COTES-DE-FER, Haiti—In any other Caribbean country, pristine stretches of shore would have been developed long ago. But in Haiti—the poorest country in the Western Hemisphere—the tranquil Cotes-de-Fer area is mostly uninhabited, holding just a scattering of shacks lit by candles, with little to do apart from fishing or working the sunbaked soil.
Things may be changing radically, however. President Michel Martelly’s administration wants to build Haiti’s biggest tourism development here, hoping that foreign visitors can help spur an economic revival in the nation of 10 million, where most adults lack any kind of steady work and survive on less than $2 a day.
So far there are only tentative signs of the hoped-for boom in Cotes-de-Fer. Dirt access roads have been widened with the help of Taiwan and Venezuela and locals hope they will soon be paved. The government is refurbishing the fishing village and training tourist police as it tries to line up investors for a country enjoying a period of relative tranquility after years of turmoil.
“We know it’s a huge task and it won’t be easy, but this is one chance that Haiti cannot miss. We’ve been at the bottom of the ladder for too long,” Prime Minister Laurent Lamothe told The Associated Press as he visited Cotes-de-Fer.
A master plan for the area promises tax-free investments for 15 years in a development that could eventually cover about 5,680 acres (2,299 hectares), with up to 20,000 hotel rooms and condos. The first phase would cost nearly $48 million, with 1,266 rooms in four hotels and 1,133 tourist residences, an 18-hole golf course, and a beach club by 2017. A small airport would be built nearby.
Officials hope it will become Haiti’s version of Punta Cana, a major resort town carved out of a fishing village in the neighbouring Dominican Republic in the 1970s. Grupo PuntaCana, which operates the Dominican resort, has assisted Haiti with developing its plans.
The $266 million project would be the biggest ever in Haiti, which is recovering from a devastating 2010 earthquake that shattered the country.
The broader tourism push includes development of the southern island of Ile-a-Vache. Plans there call for a resort with roughly 2,500 rooms and its own international airport. Dredging to accommodate supply ships is nearing completion, and the site for a future airport is being graded.
Haiti also has signed a memorandum of understanding with Carnival Corp. to develop a $70 million cruise port on Ile de la Tortue, an island off the north coast long known as a departure point for smugglers.
For now, the vast majority of tourists are cruise ship passengers who never leave Labadee, Royal Caribbean’s fenced-in port and beach attraction in northern Haiti.
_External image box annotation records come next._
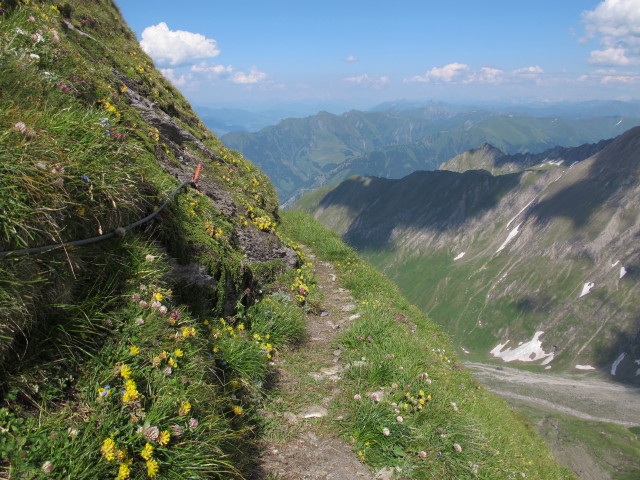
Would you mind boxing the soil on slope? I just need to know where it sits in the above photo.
[251,254,378,480]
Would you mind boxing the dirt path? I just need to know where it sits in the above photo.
[251,254,380,480]
[465,363,640,427]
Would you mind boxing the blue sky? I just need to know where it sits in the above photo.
[116,0,640,108]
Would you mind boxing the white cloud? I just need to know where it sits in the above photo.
[411,62,470,83]
[582,0,640,66]
[140,22,220,67]
[344,73,390,89]
[189,62,233,80]
[476,67,505,85]
[231,67,269,85]
[160,68,189,87]
[513,65,544,77]
[578,68,640,85]
[404,63,544,85]
[589,48,639,67]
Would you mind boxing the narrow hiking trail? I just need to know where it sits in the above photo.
[251,251,380,480]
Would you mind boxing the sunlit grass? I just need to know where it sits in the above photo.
[283,212,574,479]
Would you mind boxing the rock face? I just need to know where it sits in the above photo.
[440,139,613,175]
[298,128,640,382]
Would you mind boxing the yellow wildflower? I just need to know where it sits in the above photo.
[120,363,131,378]
[182,327,196,338]
[140,442,153,460]
[158,430,171,445]
[118,463,131,480]
[147,458,159,478]
[100,438,116,462]
[178,400,191,415]
[122,379,140,403]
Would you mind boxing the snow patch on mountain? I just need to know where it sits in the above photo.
[496,222,522,253]
[580,282,596,297]
[489,331,555,365]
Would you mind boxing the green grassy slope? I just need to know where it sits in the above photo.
[0,0,302,480]
[0,0,570,480]
[283,212,573,479]
[222,105,640,203]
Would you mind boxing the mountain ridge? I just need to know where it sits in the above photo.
[221,105,640,205]
[298,127,640,383]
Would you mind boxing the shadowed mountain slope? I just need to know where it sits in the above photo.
[221,105,640,205]
[299,128,640,382]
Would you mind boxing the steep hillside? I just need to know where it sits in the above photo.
[0,0,573,480]
[221,104,640,204]
[440,140,611,175]
[300,128,640,383]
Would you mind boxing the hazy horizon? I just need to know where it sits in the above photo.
[116,0,640,109]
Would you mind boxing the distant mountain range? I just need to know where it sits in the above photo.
[296,125,640,383]
[220,102,640,206]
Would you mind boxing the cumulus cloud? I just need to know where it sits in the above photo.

Among those interested is the Pennsylvania-based Apple Leisure Group, which is working with the government to bring together hoteliers and airport developers for the south coast resort proposals. Its AMResorts arm operates 32 resorts in 13 beach destinations in Mexico and the Caribbean, including six in Punta Cana.
“We are confident that Haiti’s natural beauty and proximity to the U.S. gives it great potential,” said Apple Leisure CEO Alex Zozaya.
In the 1960s and 1970s, Haiti’s tourism business grew under the brutal but stable dictatorships of Francois and Jean-Claude Duvalier. But political instability and the AIDS epidemic that struck Haiti in the 1980s largely devastated the sector. Seaside resorts turned into ghost towns, including a 700-bed Club Med complex.
Tourism Minister Stephanie Villedrouin has lately been flying around the world to woo investors and hospitality companies.
“It’s a day-to-day battle to change Haiti’s image. But once you experience what it’s really like, you leave with a different perception,” she told AP as she sipped strong Haitian coffee outside a family’s Cotes-de-Fer home where she spent the night instructing locals how to welcome tourists.